In one of the key moves of this year in the telecom infrastructure sector, the Department of Telecommunications (DoT) has issued right-of-way (RoW) rules for the roll-out of communication networks to facilitate the installation of mobile towers, optic fibre and copper cables in a time-bound and non-discretionary manner.
For several years, RoW has been the biggest hurdle in the expansion of telecom infrastructure across the country. Tedious application processes made obtaining RoW difficult for
telecom service providers while exorbitant administrative charges discouraged them from undertaking significant network roll-outs. Meanwhile, the absence of a standard administrative cost structure resulted in significantly high costs for obtaining RoW.
The new rules, the Indian Telegraph Right of Way Rules, 2016, effective November 15, 2016, are likely to resolve these issues and also help cable/tower companies and telecom operators realise the Digital India, Smart Cities Mission and BharatNet targets. They may also address the call drop issue and facilitate the transition to 4G networks.
Key features of the RoW guidelines
The key features of the Indian Telegraph Right of Way Rules, 2016 include:
- Designation of a nodal officer: All state governments are required to designate a nodal officer for the implementation of the rules.

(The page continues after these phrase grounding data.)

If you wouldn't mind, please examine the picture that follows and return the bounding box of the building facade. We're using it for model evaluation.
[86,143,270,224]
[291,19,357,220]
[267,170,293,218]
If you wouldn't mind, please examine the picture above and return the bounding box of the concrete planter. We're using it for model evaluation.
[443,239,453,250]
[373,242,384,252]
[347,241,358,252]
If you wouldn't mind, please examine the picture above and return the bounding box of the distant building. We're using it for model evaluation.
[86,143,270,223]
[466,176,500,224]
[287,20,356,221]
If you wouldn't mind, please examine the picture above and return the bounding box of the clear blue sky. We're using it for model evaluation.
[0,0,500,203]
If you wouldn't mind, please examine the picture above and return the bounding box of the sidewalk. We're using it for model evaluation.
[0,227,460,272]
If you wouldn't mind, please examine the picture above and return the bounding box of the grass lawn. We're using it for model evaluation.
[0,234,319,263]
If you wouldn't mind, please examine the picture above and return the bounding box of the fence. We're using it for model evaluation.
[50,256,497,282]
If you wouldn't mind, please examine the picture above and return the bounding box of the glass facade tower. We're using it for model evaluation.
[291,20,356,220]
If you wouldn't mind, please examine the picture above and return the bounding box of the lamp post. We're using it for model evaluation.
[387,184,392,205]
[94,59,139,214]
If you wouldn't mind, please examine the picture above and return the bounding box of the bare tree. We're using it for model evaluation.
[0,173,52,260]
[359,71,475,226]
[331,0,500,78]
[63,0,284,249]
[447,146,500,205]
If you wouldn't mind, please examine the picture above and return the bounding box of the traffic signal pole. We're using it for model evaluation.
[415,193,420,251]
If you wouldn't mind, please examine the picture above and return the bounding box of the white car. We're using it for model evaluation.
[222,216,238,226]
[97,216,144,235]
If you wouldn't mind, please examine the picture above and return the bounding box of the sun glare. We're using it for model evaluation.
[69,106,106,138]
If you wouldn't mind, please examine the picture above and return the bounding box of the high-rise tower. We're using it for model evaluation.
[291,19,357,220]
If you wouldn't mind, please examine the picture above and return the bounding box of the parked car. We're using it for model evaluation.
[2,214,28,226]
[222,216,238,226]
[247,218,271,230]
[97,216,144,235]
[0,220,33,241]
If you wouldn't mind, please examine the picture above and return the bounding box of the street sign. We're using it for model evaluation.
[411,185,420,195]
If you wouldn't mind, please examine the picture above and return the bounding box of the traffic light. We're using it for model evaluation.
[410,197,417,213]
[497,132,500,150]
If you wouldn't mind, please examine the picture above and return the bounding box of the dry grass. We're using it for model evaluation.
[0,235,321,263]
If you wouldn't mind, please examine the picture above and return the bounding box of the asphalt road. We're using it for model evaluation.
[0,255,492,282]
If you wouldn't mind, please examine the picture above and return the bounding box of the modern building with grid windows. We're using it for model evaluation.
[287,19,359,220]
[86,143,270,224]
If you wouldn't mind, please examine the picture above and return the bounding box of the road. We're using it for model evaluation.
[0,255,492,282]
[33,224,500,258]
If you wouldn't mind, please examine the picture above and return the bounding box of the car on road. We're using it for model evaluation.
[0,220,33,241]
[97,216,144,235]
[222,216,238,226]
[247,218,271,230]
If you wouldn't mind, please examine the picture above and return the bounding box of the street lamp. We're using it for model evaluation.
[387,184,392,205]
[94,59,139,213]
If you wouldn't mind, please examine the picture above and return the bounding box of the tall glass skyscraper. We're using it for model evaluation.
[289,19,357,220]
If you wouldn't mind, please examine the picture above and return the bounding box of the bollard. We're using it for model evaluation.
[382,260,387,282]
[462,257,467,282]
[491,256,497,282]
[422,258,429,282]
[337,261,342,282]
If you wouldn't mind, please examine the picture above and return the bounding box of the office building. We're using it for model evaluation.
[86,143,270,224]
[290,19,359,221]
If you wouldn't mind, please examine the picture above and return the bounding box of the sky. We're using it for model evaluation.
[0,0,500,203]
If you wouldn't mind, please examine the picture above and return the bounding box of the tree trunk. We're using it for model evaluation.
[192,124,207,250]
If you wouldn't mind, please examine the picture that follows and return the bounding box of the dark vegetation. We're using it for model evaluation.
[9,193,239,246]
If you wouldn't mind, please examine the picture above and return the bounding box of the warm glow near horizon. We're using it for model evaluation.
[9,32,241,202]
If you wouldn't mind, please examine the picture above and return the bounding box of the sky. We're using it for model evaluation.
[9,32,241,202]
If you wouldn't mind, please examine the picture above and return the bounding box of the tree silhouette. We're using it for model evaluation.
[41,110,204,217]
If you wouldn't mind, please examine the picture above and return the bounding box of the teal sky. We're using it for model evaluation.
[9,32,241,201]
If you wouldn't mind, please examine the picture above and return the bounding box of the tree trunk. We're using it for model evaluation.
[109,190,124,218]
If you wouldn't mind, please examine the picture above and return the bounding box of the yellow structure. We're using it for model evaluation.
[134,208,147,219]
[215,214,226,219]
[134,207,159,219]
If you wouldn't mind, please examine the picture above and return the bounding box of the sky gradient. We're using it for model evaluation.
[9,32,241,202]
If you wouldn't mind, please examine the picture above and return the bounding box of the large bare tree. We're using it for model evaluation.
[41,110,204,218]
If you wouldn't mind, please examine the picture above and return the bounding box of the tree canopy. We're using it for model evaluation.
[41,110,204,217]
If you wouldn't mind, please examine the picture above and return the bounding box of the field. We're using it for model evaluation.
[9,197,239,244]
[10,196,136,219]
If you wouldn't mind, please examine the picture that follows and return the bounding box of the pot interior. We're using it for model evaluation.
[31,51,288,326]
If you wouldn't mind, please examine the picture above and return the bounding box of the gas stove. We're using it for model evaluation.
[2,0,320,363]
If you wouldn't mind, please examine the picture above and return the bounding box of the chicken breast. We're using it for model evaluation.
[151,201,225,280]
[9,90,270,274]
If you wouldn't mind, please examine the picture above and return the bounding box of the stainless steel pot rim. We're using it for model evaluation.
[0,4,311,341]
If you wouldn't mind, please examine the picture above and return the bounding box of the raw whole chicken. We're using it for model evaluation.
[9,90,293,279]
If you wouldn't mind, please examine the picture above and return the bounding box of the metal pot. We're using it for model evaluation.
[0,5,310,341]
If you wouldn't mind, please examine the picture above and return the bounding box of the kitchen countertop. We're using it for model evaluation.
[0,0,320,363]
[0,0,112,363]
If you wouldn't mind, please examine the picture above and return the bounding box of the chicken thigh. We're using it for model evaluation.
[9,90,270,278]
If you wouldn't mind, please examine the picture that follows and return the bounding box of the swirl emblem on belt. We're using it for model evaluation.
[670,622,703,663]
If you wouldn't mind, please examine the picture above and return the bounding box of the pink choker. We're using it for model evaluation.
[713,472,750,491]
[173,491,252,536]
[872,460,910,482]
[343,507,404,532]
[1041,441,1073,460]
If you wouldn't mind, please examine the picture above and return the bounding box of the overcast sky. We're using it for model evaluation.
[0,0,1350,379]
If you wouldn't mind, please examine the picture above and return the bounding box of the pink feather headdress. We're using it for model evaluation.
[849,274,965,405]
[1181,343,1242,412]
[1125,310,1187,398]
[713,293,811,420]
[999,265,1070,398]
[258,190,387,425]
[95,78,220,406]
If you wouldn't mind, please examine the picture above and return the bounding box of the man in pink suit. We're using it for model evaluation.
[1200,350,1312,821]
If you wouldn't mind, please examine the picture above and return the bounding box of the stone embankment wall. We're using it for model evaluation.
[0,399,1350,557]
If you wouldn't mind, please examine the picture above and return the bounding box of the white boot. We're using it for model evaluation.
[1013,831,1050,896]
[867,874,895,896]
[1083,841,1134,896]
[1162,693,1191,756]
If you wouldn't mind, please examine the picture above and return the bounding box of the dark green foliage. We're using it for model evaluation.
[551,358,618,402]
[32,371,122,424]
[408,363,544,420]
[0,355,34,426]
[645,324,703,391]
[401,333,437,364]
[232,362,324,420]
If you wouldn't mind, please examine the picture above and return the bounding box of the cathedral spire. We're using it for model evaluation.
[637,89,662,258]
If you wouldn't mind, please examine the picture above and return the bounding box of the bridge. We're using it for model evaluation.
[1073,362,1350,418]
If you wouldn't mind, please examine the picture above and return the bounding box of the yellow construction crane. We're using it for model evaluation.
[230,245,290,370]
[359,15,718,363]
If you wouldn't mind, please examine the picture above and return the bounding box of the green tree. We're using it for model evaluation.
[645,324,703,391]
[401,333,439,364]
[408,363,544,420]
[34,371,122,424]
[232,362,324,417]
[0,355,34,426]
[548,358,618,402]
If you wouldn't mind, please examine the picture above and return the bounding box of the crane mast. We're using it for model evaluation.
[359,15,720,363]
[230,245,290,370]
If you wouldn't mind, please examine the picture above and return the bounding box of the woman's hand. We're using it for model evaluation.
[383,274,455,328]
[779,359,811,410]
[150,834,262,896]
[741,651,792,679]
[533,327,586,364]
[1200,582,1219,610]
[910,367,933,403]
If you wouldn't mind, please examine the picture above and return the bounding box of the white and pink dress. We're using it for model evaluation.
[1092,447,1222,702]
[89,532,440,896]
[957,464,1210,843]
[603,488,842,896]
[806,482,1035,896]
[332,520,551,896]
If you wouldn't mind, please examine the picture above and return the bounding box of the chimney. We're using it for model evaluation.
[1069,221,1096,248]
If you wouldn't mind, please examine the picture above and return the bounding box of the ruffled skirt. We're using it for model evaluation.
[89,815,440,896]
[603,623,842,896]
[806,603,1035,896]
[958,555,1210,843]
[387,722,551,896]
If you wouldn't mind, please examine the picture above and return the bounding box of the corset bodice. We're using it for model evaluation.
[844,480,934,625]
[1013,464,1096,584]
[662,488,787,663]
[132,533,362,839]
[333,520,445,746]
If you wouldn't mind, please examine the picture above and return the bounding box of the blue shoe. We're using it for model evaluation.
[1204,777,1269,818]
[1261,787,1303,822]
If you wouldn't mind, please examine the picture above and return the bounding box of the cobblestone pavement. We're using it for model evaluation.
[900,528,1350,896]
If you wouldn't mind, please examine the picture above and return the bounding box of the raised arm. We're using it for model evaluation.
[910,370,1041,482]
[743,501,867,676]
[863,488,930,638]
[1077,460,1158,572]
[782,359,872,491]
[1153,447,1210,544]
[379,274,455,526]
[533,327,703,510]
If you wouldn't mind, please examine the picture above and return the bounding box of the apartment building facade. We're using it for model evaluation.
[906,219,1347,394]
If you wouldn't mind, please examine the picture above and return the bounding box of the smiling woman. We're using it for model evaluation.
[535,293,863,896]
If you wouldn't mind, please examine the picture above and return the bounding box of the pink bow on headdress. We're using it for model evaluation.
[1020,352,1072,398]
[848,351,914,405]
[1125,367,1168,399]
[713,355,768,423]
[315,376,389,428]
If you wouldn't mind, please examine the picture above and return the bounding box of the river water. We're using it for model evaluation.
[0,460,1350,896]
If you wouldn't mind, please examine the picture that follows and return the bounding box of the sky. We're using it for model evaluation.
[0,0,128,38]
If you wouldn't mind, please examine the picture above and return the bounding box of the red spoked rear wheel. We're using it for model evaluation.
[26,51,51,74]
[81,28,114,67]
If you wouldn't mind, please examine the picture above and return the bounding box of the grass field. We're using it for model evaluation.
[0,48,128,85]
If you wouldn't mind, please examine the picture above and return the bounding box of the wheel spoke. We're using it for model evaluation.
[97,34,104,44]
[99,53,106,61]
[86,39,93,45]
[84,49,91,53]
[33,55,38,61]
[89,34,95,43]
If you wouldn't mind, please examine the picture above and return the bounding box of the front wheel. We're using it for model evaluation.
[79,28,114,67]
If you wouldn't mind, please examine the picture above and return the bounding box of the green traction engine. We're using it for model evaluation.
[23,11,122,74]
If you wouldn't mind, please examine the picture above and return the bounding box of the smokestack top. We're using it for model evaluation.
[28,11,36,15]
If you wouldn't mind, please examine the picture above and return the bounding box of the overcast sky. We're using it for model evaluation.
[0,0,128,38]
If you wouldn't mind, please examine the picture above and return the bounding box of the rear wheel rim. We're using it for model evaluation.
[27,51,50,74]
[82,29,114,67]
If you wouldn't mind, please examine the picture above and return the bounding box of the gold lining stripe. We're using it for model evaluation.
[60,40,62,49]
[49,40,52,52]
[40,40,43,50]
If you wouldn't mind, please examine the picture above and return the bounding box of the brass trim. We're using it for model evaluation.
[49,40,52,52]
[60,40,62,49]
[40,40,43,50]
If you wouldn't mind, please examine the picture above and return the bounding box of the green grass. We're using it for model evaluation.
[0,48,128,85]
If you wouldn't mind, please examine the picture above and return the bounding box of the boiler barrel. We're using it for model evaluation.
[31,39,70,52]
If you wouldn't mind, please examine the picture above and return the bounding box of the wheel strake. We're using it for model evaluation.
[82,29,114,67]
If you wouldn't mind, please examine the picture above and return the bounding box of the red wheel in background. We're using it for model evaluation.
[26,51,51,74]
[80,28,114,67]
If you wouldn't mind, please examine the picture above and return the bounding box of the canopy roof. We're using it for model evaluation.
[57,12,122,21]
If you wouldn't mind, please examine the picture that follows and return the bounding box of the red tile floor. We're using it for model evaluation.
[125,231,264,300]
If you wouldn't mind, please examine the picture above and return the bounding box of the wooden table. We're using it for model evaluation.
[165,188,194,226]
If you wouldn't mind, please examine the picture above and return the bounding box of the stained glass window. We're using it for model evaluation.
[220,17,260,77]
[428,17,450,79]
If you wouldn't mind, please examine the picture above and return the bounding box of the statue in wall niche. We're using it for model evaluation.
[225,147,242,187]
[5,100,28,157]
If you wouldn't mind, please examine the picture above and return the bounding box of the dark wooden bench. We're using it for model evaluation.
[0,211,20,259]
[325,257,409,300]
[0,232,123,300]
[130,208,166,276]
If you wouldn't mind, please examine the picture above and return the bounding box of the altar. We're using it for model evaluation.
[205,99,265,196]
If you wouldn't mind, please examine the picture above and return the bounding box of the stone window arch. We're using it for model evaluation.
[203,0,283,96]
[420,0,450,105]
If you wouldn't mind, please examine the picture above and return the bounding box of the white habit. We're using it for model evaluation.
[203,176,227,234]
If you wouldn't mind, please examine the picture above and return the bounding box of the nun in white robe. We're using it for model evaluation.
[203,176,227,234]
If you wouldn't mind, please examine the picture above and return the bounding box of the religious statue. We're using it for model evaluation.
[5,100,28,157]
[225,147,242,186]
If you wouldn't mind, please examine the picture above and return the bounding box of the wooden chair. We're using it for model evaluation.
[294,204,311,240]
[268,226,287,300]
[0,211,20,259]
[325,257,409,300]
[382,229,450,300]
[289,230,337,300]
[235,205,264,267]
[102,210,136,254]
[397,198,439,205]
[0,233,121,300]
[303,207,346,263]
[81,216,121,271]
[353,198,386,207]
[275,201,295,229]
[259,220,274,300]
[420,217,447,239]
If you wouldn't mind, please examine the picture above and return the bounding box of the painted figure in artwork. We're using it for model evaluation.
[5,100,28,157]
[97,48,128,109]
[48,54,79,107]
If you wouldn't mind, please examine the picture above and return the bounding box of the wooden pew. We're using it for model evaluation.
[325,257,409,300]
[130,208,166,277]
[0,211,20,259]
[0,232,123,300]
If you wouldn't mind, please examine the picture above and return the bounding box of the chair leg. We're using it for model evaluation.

- Electronic application process: The authorities concerned, that is, the central government, the state government, or local authorities, are required to start an electronic application process for telecom companies interested in setting up telecom towers or fibre infrastructure within one year of the implementation of the RoW rules. The state governments can also establish a single application process for all the appropriate authorities under their control.
- Laying telecom infrastructure: Telecom companies that intend to set up overground or underground telecom infrastructure need to submit their applications along with documents such as the licence granted by the central government, details of the underground infrastructure being laid by them, time and duration of work, etc. DoT has also imposed a one-time administrative fee of Rs 10,000 for the installation of a telecom tower and Rs 1,000 per km for optical fibre cable (OFC) networks.
- Permission of relevant authority: The concerned authority will need to examine the applications based on parameters defined under the rules such as mode of execution, duration of the project, estimated expenses, and responsibility for damage and public safety in the area being considered, and then take its decision within 60 days. Further, as per the new rules, no application can be rejected unless the applicant has been given a chance to explain its position. In case an application is rejected, the authority concerned would need to specify the reason for the same in writing. The rules also specify that no application must be rejected without giving the applicants reasons for the rejection and an opportunity to be heard. If the application is neither accepted nor rejected within 60 days, it would be deemed as approved and the same has to be communicated in writing to the applicant within five working days.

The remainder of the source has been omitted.